See, if you would brake for deer like I brake for turkeys....
I can't believe you took my bait twice in one day but thanks. Here we go:
If you're part of the mentality that "bigger is safer" (that smaller cars are more dangerous) as you do above, then you
must also agree that everyone buying bigger cars makes the pool of all cars bigger and heavier ---- and that makes the entire road more dangerous. That means if you get a car that's 4000 pounds, I have to get one that's 4500, but then you're not safe, so you go to 5000 ... on and on, and you have the same worthless argument as the "good guy with a gun" -- the fallacy of confronting a problem by adding fuel to it. There's no win there. You end up with a population of people driving tanks. It's like baseball salaries -- no such thing as "enough".
If you
don't believe that myth (like me), then your argument for weight-as-basis-of-value disappears.
Can't have it both ways.
Therefore, if you believe more mass means more safety, then acting on it ups the ante for everybody and forces them to upsize too.

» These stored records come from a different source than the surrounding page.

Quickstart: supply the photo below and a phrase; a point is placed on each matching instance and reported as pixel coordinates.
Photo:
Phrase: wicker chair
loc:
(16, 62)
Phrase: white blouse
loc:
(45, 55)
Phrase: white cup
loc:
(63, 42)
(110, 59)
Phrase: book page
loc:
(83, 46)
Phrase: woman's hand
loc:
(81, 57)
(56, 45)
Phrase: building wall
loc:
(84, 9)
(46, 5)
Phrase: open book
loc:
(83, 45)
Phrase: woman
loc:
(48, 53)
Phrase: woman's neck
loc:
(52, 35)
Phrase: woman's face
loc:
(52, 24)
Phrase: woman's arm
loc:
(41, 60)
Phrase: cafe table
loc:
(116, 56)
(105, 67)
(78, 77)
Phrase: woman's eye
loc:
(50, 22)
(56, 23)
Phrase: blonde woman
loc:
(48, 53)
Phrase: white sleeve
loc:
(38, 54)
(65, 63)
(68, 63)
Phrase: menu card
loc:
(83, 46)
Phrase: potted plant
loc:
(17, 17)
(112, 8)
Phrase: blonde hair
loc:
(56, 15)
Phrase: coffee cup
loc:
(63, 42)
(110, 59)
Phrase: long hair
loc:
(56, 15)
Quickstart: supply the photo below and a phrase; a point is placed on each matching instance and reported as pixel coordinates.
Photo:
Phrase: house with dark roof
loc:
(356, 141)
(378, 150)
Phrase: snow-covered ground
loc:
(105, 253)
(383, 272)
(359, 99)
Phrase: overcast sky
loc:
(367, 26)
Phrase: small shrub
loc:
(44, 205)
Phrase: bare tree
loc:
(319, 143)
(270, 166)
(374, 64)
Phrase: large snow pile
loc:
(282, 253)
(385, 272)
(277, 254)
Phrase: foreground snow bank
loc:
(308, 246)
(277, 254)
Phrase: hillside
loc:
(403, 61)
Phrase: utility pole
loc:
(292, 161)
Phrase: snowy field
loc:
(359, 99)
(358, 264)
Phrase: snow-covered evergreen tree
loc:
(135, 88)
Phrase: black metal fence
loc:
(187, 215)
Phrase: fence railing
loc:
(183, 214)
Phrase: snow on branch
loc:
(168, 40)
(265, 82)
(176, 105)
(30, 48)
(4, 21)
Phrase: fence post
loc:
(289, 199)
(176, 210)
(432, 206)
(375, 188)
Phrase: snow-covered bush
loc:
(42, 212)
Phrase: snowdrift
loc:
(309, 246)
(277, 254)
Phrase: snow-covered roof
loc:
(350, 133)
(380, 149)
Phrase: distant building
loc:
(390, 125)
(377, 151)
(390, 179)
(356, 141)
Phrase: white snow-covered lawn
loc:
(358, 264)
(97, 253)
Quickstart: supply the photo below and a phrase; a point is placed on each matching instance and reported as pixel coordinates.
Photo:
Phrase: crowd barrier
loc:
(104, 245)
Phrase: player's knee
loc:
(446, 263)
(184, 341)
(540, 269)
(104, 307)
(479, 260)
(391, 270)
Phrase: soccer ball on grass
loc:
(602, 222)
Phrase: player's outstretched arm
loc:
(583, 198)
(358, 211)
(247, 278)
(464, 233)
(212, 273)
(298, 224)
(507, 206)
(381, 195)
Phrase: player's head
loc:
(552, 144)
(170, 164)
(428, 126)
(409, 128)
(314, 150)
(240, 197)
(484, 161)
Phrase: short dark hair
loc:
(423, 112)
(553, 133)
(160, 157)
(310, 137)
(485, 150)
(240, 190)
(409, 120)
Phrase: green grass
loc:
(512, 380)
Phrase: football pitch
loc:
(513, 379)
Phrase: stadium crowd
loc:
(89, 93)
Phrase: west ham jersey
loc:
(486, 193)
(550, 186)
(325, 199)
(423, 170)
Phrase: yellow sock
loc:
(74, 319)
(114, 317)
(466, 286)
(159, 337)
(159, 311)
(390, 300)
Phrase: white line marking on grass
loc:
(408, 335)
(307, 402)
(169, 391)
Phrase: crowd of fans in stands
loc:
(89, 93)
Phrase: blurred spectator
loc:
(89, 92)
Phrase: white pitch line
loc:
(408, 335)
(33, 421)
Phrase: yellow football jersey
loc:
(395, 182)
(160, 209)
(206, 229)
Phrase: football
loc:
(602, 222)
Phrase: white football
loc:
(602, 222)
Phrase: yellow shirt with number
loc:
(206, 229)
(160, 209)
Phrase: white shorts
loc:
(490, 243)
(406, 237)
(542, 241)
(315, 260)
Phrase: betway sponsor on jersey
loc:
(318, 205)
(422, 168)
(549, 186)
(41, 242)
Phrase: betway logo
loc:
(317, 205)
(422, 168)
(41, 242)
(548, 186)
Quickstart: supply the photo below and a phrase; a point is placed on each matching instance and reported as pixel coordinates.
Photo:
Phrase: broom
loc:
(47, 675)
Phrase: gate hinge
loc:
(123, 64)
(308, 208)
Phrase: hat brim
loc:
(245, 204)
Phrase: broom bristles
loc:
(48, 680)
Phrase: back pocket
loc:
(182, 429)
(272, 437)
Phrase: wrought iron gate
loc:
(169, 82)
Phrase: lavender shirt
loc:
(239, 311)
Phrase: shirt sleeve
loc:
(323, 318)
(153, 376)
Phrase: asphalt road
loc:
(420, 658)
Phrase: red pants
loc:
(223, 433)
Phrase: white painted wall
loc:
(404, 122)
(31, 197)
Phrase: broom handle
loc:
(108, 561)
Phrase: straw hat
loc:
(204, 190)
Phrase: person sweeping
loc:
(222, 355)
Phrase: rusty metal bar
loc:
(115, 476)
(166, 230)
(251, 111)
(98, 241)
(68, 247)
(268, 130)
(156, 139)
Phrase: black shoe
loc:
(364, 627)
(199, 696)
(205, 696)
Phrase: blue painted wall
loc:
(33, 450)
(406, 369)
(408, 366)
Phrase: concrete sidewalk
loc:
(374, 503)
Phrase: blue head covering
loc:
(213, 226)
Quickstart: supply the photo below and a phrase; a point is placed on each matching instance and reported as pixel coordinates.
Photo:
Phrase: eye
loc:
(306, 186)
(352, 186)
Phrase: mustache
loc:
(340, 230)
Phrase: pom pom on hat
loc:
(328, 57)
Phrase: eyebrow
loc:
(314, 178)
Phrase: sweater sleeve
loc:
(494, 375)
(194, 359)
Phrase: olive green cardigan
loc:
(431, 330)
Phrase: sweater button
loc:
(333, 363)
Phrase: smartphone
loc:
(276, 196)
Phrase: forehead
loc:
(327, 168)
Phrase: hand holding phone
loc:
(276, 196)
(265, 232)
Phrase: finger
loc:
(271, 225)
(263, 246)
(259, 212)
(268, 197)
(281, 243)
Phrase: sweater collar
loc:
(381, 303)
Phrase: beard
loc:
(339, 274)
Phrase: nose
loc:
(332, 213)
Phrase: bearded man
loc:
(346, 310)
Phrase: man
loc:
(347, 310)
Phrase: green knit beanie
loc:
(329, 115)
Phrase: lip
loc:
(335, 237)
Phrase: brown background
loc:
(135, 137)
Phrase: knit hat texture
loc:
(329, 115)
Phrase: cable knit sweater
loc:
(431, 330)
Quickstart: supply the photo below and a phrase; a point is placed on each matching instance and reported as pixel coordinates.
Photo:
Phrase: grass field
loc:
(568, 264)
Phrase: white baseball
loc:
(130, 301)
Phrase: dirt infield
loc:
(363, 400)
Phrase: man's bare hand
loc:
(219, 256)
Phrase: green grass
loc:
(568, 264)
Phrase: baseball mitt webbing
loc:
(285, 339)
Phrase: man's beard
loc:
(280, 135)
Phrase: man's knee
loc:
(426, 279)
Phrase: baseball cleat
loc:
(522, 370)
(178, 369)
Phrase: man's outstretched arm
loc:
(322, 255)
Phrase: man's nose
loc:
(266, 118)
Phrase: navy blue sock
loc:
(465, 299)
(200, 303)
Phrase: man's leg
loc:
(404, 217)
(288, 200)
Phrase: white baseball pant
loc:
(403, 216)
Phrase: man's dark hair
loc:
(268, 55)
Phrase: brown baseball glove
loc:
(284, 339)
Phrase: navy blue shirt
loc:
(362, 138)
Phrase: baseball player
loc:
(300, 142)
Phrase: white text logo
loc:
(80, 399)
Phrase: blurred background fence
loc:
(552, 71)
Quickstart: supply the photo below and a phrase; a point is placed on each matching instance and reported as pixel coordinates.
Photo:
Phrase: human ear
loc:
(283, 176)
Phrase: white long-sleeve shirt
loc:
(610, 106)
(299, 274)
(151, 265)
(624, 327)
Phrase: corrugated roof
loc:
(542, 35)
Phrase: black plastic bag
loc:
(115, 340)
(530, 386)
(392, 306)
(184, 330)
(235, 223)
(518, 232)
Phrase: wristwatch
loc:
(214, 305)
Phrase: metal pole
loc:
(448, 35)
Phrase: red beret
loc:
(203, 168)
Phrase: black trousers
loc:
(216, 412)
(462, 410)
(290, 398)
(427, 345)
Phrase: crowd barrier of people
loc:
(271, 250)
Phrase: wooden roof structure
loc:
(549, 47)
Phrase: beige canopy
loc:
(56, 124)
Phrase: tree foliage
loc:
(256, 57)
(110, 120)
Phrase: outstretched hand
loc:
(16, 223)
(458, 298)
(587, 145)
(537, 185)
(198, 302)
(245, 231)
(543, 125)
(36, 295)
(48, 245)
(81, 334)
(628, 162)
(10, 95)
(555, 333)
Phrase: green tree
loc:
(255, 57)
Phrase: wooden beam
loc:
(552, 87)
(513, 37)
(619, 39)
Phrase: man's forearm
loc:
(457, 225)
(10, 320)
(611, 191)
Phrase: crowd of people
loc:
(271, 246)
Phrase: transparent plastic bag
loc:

And that means you're part of the same problem that the mass myth says is the problem, and that means you're doing it for Numero Uno. Ergo: selfish.
Which could well be the difference in philosophy between whether the greater good is that of the individual or that of the collective.
I hit a deer with my 2500 pound Saturn SW2 (more than once). The worst one took out my whole quarter panel (it just broke off - fiberglas body). The deer came out of nowhere and was killed. I got a new quarter panel and bolted it on. More significant is all the deer, pickup trucks and other animals I
didn't hit because the car is low enough and nimble enough to navigate around them. Some of the moves I did with that station wagon, had I tried them with an SUV I would have ended up spinning around upside down on my roof, or worse.
And that's why I'll always prefer that kind of car, unless I'm doing something that absolutely needs another application, like a truck.